L would need fucking ESP to sense her now.

The Dynamic Justice Duo had finally peeled the I-Get-In-The-Way-Of-Everything Misa-chan off of Light and sent her to bed. Merrie witnessed the girl lean forward to Light, giggle maniacally, and smash perked lips against his cheek. Light seemed mainly unresponsive, but he bid her a good night. (Merrie held her breath as Misa passed through the corridor under her, and damned if the demonic siren wasn't lucky that Merrie had been raised with class – or she might've coughed up a nice fat loogie and let it fall on that pretty blonde head.) Charming, it really was, that L failed to mention that the Kira Investigation Headquarters was haunted by Satan-ette, but Merrie was willing to be a good sport and forgive the panda because she was exceedingly annoyed and eager to know the truth of Light's relationship status.

"That was interesting," Light remarked slowly, turning his swivel chair to face L.

"My preference in word of description would be 'irritating'," L stiffly responded, his hands immediately lifting to his keyboard and his fingers plucking letters at probably ten thousand words a second. "That was an unproductive waste of sixteen minutes."

"It wasn't necessarily a waste," the adolescent reasoned, tilting his head thoughtfully toward the detective.
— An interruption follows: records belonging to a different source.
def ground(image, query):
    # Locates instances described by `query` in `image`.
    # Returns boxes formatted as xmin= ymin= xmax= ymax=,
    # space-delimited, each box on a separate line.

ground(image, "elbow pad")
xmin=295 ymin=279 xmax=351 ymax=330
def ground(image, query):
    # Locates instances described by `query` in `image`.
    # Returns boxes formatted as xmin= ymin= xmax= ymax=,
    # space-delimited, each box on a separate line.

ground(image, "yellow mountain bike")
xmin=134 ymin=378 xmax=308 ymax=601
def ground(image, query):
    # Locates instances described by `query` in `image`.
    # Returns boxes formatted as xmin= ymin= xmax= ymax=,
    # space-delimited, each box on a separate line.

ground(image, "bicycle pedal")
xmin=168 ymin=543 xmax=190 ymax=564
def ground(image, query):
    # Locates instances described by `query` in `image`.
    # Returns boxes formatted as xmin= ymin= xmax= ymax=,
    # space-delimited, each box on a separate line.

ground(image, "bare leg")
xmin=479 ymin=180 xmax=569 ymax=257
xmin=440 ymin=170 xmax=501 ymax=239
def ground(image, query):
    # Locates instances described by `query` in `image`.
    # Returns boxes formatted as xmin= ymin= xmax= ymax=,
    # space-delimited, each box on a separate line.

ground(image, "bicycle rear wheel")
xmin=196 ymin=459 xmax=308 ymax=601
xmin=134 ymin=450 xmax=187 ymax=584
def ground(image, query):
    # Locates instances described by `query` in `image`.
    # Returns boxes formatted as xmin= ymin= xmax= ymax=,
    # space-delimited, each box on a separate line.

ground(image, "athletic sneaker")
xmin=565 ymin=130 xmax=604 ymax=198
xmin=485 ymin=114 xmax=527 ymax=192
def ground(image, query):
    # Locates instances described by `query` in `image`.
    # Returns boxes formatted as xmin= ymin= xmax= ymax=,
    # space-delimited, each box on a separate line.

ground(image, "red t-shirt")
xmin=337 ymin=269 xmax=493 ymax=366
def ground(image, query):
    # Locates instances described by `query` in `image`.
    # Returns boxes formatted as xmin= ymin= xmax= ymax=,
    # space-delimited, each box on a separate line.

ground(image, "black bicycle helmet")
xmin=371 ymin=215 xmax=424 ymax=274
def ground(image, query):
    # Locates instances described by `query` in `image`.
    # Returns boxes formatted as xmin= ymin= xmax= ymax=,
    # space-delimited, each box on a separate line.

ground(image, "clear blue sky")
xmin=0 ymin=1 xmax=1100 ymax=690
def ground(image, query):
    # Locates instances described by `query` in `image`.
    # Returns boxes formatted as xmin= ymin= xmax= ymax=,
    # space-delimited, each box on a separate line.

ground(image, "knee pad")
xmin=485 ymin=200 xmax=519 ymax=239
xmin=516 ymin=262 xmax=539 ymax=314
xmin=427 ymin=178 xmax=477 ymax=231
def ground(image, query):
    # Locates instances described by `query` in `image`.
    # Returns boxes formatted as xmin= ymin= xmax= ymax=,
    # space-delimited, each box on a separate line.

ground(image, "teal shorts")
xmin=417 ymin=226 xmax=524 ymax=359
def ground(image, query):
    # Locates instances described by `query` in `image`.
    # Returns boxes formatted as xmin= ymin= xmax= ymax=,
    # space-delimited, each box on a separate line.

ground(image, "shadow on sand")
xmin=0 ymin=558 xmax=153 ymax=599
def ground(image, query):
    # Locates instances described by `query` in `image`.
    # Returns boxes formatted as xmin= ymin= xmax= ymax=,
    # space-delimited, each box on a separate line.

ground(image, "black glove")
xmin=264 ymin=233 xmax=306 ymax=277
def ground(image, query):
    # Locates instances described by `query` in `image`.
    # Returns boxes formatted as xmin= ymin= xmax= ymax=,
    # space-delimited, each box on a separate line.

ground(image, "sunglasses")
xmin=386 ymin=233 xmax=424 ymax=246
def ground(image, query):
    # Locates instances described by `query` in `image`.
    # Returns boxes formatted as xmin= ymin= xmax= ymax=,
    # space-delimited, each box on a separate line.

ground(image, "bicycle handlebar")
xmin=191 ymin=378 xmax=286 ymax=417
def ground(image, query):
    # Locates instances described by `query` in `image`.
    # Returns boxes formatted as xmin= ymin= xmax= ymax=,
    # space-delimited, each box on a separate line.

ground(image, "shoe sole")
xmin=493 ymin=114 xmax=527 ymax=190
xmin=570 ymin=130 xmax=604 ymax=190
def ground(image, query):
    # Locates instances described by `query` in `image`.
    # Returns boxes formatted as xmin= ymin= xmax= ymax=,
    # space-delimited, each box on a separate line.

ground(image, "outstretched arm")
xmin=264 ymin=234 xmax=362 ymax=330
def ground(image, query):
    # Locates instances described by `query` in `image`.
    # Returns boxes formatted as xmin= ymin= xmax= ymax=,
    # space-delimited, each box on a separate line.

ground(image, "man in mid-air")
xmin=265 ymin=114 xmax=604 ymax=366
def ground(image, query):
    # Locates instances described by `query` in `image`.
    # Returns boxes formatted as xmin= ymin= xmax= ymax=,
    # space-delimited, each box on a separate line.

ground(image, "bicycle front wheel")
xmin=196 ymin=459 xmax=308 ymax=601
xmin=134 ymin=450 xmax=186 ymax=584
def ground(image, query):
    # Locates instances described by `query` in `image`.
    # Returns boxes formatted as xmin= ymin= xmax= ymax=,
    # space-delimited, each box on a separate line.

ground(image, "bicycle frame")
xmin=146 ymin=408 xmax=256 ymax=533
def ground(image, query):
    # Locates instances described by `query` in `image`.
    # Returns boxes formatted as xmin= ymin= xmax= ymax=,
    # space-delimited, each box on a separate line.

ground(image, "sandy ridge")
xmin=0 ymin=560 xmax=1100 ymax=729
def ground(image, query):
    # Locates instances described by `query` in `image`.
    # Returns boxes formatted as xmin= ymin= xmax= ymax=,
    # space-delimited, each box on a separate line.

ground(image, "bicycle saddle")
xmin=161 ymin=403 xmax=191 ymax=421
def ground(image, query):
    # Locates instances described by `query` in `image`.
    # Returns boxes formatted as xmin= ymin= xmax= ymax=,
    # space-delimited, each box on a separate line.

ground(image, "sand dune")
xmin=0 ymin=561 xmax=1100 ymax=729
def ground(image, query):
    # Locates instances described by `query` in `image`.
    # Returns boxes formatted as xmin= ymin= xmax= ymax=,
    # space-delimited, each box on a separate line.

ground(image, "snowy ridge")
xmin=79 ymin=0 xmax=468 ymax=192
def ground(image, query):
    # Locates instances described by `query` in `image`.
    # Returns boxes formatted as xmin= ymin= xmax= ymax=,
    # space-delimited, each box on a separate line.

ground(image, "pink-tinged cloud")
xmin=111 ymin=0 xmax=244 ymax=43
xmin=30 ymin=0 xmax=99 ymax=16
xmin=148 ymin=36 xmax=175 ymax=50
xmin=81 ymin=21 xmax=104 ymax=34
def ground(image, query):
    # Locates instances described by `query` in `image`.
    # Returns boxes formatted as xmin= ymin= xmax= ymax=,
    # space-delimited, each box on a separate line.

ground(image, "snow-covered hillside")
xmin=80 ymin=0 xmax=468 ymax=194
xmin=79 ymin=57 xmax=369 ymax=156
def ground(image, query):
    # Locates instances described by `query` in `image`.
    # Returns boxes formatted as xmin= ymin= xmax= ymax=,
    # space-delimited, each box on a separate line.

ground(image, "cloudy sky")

Locks of hair that reflected almost a warm chestnut hue against the glow of the computer monitors framed his focused, and so far, calm, eyes. "You know, it's a healthy study habit to take periodical breaks from work. This gives the mind a chance to relax, and thus increases reasoning abilities thereafter."

L's eyelids dropped under the weight of thin eyebrows and they shifted slightly toward the suspect. Something about that look was definitely a glare, even if it was as ambiguous as always. "In which case, I hope Yagami-kun is very relaxed after that particular treatment."

"I didn't say that." Light's brows furrowed and his jaw tightened. "That's not what I meant. I was just trying to be optimistic."

The detective studied his young companion. A finger had risen from the keyboard and hooked around his lower lip. Then, without warning, the accusation drawled out: "You're using optimism to justify injustice. I'm more inclined to think that you share Kira's traits."

Light's response was delayed as he stared at his captor. "What the hell are you talking about?"

"Kira is murdering the masses under the optimistic excuse of a better future without crime. Light-kun allows two blonde idiots to monopolize our valuable investigation time under the optimistic excuse of better reasoning ability."

The adolescent stared, as though he couldn't quite believe that L had made such a batshit absurd connection. (Merrie conjectured that he was also probably displeased that L had called the greatest and most sexy thief of all time an idiot.) Then he shook his head incredulously, turning back to his monitor. "I'm never going to be free again. You'll be the reason that I'm either locked in jail, or locked in a mental hospital."

L, the insensitive spawn of Khaos that he was, was ninety-eight percent immune to that pesky curse called a 'conscience'. His face was completely blank as he grabbed a sugary confectionery from a plate by his keyboard and held it out to his companion. "Do you want a cookie?"

If that's what L called flirting... he sucked major dick.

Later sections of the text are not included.